From the Desk of Pat Ford - August 8, 2016

U.S. District Court Judge Michael Simon’s May 2016 verdict in the long-running Columbia-Snake salmon and dams case sets clear legal sideboards for helping salmon migrate climatic changes.  (You can read the court’s verdict at [url here].  The salmon and climate change section is pages 86-102.)    

First, it makes plain what the law requires, and thus sets basic standards for any strategy and recommendations on the subject.  The standards will apply to the government’s sixth attempt in 18 years to craft a lawful plan to restore Columbia-Snake wild salmon and steelhead.

Second, it crisply summarizes the basics of climate-salmon science as we know them today.  Scientists at NOAA, the Universities of Washington and Oregon, Columbia River Inter-Tribal Fish Commission, and others have published much research on salmon and climate change in the past 15 years.  The court finds that “the best available information indicates that climate change will have a significant negative effect” on endangered or threatened salmon and steelhead species in the Columbia and Snake Rivers.  The court finds that NOAA paid illegally scant attention to this information, much of it developed by NOAA’s own scientists, in its 2014 plan to restore Columbia-Snake salmon.

Third, the court established a public process in which that science must be assessed, and in which Northwest people’s views on salmon and climate change must be heard.  

The court’s verdict has a wider span, but I focus just on its treatment of salmon and climate change under the Endangered Species Act.  Here is what the court says the law requires:

- reliance on the best available science when assessing climate change impacts on salmon.  Since climate science is a fast-expanding field, it is essential to describe, assess and apply recent scientific findings, as well as more established findings.

- assessment of climatic changes as additive to harms already inflicted by dams, pollution and other human activities.  So, actions that agencies are already taking to reduce harm from dams, pollution, and so on cannot generally be double-counted to also lessen the harms of climate change.  Instead, pre-existing actions should be integrated with new actions “sufficient in number and magnitude to ameliorate for climate change.”

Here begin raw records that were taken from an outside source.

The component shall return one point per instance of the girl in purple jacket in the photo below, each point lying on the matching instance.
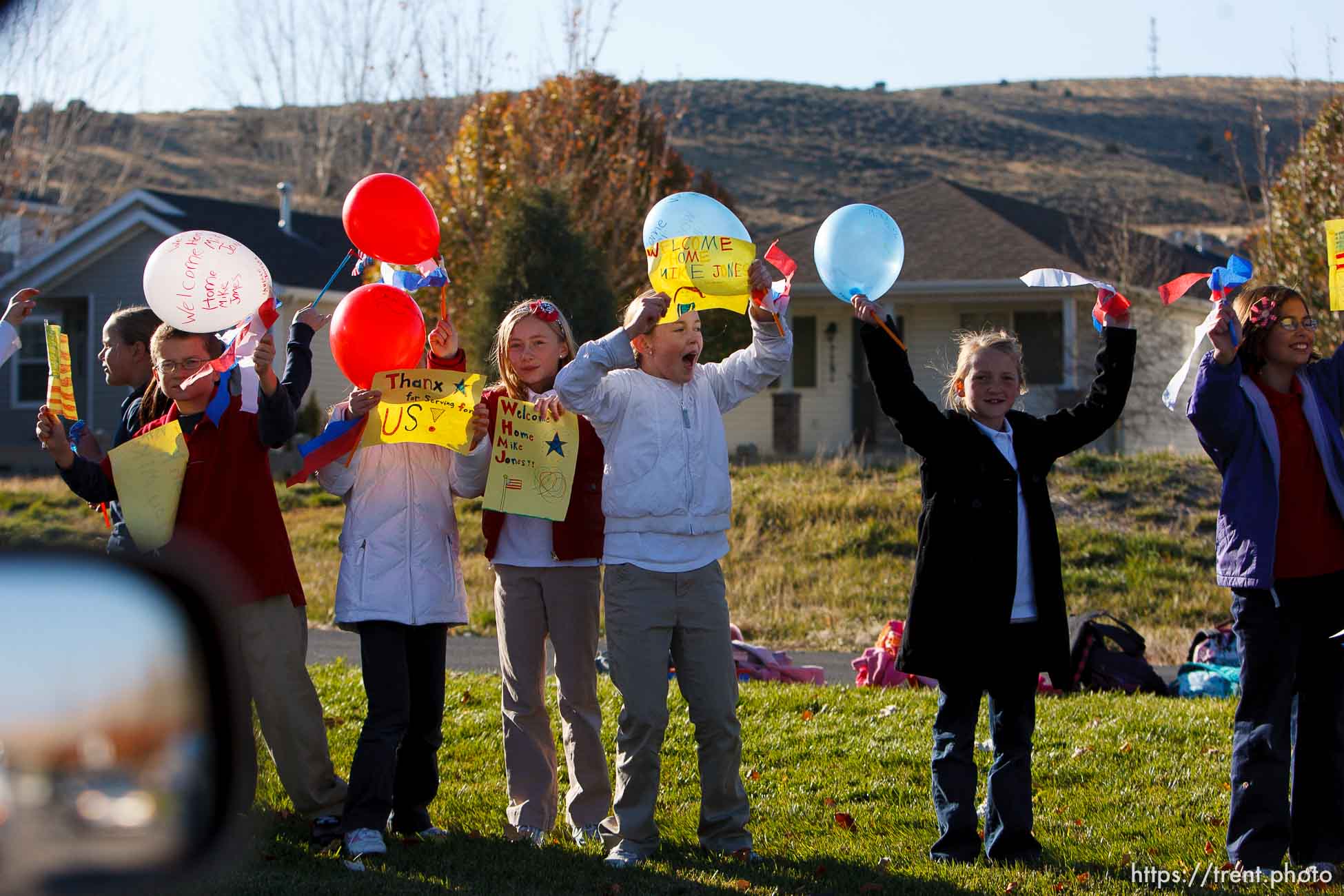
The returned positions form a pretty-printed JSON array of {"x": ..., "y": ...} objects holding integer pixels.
[{"x": 1267, "y": 411}]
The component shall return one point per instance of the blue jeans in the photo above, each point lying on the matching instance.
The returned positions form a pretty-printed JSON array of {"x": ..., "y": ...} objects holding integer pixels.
[
  {"x": 1012, "y": 719},
  {"x": 1290, "y": 797}
]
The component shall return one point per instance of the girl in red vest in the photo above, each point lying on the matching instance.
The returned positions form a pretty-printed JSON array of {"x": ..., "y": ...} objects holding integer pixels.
[{"x": 546, "y": 583}]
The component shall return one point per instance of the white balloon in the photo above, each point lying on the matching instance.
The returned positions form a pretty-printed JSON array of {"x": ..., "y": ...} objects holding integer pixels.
[
  {"x": 205, "y": 283},
  {"x": 691, "y": 215}
]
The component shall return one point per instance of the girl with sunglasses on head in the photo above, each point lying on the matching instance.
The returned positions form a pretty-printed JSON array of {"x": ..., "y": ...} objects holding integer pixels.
[
  {"x": 1267, "y": 411},
  {"x": 547, "y": 580}
]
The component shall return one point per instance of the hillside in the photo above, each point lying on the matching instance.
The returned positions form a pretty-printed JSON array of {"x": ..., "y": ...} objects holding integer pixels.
[{"x": 1150, "y": 150}]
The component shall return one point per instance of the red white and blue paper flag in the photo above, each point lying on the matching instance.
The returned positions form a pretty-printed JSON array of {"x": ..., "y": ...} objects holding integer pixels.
[
  {"x": 336, "y": 440},
  {"x": 1222, "y": 281},
  {"x": 241, "y": 343},
  {"x": 413, "y": 280},
  {"x": 1109, "y": 301}
]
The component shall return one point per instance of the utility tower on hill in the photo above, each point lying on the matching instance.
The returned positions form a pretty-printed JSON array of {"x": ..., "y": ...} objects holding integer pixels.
[{"x": 1152, "y": 48}]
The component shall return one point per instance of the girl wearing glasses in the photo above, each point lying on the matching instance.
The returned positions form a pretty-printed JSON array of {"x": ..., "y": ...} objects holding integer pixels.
[{"x": 1267, "y": 411}]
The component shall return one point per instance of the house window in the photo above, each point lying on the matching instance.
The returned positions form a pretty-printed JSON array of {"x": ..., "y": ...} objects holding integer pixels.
[
  {"x": 30, "y": 372},
  {"x": 804, "y": 352},
  {"x": 1041, "y": 334},
  {"x": 986, "y": 320}
]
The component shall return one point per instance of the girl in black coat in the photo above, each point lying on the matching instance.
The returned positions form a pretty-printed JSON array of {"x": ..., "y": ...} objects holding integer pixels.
[{"x": 987, "y": 509}]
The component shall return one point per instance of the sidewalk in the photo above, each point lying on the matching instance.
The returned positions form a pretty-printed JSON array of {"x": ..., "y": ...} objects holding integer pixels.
[{"x": 472, "y": 653}]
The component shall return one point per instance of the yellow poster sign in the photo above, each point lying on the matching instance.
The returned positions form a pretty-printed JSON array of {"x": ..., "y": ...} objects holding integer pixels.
[
  {"x": 61, "y": 382},
  {"x": 1335, "y": 263},
  {"x": 702, "y": 272},
  {"x": 531, "y": 461},
  {"x": 148, "y": 472},
  {"x": 430, "y": 407}
]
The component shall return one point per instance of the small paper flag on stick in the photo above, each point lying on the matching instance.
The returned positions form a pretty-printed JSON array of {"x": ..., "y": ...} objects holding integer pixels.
[{"x": 61, "y": 387}]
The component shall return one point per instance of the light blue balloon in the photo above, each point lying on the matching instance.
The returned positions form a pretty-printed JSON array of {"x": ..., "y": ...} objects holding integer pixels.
[
  {"x": 859, "y": 250},
  {"x": 691, "y": 215}
]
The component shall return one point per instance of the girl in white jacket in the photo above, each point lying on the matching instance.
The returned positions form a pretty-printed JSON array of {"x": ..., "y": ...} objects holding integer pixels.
[
  {"x": 667, "y": 501},
  {"x": 401, "y": 587}
]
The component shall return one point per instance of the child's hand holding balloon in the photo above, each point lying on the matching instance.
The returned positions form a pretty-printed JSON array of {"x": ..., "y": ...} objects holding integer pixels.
[
  {"x": 362, "y": 402},
  {"x": 442, "y": 340},
  {"x": 52, "y": 433},
  {"x": 652, "y": 308},
  {"x": 866, "y": 311}
]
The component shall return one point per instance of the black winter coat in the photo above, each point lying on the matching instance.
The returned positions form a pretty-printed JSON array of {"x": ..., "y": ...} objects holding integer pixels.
[{"x": 967, "y": 560}]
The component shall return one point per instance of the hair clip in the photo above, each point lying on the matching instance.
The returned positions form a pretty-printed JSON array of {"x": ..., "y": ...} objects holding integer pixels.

- assessment if and how climatic changes will affect actions already being taken to restore endangered salmon.  The federal salmon plan the court invalidated relies mainly on measures to improve spawning, rearing and estuary habitats to mitigate for salmon mortality in habitats degraded by federal dams.  But the best available science indicates many of these measures will be slowed or impeded by the additive effects of climate change.

- consideration of catastrophic impacts from climate change.  The massive Columbia-Snake salmon kills in summer 2015 confirm the finding the court makes from earlier evidence:  catastrophic effects on salmon due to climatic changes have occurred, will occur again, and must be considered and then addressed with actions.

- analysis of climatic effects over at least 20 to 30 years, even if the plan using the analysis is for a shorter period.  The new federal salmon plan the court ordered will cover 2018-2028, but its analysis and actions must consider climatic effects over a period double or triple that.

- actions proposed to restore endangered Columbia and Snake salmon must rationally follow from the analysis.  If climate change impacts on salmon are large, measures to prevent or moderate them must be large enough to ameliorate the impacts.

* NOTE: This blog post is an excerpt from a larger report and "Action Toolkit" authored by Pat Ford on behalf of Save Our wild Salmon due out later this year.